The closing title of the festival was Ammonite by Francis Lee, starring Kate Winslet and Saoirse Ronan. After depicting a love story between two boys in the wilderness of Yorkshire in God’s Own Country, Lee sets his new film in the desolate landscape of Lyme Regis in Dorset. Ammonite recounts the life of palaeontologist Mary Anning who falls in love with Charlotte, a young woman who is recovering from a personal tragedy.

Lee employs similar elements to those of God’s Own Country: the often austere landscape becomes almost a character in the film, the force of nature always present. As on his previous feature, the director shows two opposite characters: if Mary, who appears as an assertive and independent woman, is at first reticent to express her feelings, she is liberated by the more fragile Charlotte. Ammonite is a profoundly fascinating film in which Winslet and Ronan deliver dazzling performances.

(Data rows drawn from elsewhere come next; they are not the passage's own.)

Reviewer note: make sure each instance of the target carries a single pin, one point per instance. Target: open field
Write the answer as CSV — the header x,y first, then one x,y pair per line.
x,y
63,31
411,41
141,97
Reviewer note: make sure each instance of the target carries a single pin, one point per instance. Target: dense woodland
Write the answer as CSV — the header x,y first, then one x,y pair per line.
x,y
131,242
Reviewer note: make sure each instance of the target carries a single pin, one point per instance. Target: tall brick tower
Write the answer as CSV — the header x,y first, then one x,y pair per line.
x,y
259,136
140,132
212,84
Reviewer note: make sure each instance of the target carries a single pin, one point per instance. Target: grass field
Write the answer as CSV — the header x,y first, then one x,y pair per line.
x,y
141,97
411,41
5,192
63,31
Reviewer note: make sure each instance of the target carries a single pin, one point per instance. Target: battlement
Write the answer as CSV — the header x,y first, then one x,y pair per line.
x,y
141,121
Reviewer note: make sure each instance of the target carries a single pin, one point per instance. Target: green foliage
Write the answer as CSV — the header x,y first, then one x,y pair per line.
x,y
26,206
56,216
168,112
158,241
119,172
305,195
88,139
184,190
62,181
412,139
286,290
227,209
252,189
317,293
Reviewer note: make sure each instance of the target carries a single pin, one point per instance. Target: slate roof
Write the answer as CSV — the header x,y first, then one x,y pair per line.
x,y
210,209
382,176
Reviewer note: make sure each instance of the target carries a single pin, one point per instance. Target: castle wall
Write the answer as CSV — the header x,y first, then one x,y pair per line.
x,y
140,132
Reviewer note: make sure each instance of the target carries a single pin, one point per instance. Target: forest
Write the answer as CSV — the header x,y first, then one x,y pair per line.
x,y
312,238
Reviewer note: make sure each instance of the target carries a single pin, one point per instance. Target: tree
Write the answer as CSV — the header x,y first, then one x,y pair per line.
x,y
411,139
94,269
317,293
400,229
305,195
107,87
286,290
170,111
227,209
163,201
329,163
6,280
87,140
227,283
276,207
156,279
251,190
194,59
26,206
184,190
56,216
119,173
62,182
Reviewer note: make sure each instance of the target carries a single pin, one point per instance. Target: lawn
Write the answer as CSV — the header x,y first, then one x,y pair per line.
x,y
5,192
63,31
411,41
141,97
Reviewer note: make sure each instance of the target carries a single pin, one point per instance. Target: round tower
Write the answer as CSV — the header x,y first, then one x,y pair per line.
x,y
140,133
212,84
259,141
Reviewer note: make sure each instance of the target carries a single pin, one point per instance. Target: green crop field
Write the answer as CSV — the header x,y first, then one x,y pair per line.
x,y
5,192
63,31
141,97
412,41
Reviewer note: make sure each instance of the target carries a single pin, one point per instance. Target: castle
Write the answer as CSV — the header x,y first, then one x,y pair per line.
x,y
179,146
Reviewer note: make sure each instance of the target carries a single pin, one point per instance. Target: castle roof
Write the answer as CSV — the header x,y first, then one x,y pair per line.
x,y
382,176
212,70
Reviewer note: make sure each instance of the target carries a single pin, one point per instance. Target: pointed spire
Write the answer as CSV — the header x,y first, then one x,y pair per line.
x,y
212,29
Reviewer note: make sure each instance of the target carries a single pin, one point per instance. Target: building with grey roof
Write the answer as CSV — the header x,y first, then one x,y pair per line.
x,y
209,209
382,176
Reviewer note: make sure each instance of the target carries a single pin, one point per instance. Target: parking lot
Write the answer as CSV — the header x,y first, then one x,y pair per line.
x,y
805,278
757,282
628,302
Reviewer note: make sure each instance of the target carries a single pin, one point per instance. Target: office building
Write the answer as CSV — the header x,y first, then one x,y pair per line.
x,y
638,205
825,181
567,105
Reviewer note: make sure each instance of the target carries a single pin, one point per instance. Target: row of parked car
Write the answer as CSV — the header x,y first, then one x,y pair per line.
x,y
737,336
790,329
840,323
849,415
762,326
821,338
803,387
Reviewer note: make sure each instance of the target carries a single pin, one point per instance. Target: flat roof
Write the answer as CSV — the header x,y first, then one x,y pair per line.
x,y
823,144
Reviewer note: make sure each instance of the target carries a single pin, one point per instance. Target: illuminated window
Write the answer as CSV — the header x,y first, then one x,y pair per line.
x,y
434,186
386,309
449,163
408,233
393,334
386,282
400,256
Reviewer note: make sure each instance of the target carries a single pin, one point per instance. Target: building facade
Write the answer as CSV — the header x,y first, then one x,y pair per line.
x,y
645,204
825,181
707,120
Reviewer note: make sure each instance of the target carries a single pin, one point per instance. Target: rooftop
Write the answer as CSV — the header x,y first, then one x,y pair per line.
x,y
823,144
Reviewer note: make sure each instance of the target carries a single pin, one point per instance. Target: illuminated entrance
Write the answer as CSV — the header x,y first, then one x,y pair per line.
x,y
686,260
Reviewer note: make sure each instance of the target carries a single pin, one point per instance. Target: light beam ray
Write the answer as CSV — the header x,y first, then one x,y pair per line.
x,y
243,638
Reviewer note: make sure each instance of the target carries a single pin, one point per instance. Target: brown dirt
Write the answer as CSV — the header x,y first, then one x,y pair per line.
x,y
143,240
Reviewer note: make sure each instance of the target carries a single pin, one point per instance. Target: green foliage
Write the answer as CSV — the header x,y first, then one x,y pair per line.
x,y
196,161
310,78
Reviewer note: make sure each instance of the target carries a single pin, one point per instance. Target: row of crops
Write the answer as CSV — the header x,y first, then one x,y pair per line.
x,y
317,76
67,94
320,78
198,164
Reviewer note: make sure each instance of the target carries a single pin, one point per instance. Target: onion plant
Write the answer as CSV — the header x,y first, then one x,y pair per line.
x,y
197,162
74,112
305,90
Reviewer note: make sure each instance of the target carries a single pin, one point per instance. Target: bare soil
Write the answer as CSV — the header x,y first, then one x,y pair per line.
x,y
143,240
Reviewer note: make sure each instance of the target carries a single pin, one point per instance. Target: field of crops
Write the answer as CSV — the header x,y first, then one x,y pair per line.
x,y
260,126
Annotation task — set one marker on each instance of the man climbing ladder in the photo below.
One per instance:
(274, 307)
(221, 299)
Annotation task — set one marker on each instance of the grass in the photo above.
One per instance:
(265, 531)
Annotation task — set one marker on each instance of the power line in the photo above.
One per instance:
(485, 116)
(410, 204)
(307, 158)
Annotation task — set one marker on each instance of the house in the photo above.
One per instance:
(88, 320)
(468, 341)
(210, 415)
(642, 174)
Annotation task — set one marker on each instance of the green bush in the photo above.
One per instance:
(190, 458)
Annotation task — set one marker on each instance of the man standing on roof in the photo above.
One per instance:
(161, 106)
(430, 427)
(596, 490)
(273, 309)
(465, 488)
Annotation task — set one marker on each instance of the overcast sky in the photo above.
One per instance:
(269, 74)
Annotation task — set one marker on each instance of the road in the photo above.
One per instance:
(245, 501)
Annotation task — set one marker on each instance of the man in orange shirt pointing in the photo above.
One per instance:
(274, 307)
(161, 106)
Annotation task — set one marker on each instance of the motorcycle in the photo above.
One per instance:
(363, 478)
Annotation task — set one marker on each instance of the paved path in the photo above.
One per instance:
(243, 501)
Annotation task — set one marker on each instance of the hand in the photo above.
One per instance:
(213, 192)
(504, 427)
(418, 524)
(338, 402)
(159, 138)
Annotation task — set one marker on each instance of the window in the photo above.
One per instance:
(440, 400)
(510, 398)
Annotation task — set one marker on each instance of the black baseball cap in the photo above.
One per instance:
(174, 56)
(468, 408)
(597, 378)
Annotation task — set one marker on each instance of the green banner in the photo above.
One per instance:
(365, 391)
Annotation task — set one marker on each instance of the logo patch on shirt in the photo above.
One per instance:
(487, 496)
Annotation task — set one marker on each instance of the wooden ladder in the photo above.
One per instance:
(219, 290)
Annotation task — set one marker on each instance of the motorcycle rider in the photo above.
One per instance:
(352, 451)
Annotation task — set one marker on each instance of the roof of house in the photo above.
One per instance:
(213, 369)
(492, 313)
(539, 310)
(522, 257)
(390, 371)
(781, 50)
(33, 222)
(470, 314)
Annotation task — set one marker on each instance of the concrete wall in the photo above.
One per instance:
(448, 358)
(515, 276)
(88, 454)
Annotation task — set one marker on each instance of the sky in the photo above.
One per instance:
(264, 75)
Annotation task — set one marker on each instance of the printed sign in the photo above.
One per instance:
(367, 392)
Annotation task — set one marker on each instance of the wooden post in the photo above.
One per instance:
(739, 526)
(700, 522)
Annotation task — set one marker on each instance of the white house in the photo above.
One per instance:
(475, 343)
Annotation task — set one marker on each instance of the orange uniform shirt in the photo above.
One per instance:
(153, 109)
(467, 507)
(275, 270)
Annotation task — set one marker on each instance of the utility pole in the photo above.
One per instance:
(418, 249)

The other title screening on the last day of the festival was Lovers Rock from director Steve McQueen. The film is part of the Small Axe anthology where McQueen portrays the lives and experience of Black people in Britain. Set in the ’80s, Lovers Rock revolves around a house- party in West London where Martha (Amarah-Jae St. Aubyn) and Franklyn (Michael Ward) meet. It’s a rapturous evening of dances, with constant music playing, where the two young people see the blossoming of a possible romance. McQueen’s camera moves around the room where the party takes place, encountering faces, observing bodies intertwining, and infusing the film with a strong sense of community. It’s a work of contagious energy that will make you long for the sense of togetherness we so often experienced through music before the pandemic.

And so, the BFI London Film Festival came to an end: it was a different kind of event – mostly experienced from our houses – that highlighted how, despite the global crisis we are going through, Cinema hasn’t lost any of its capability to amaze.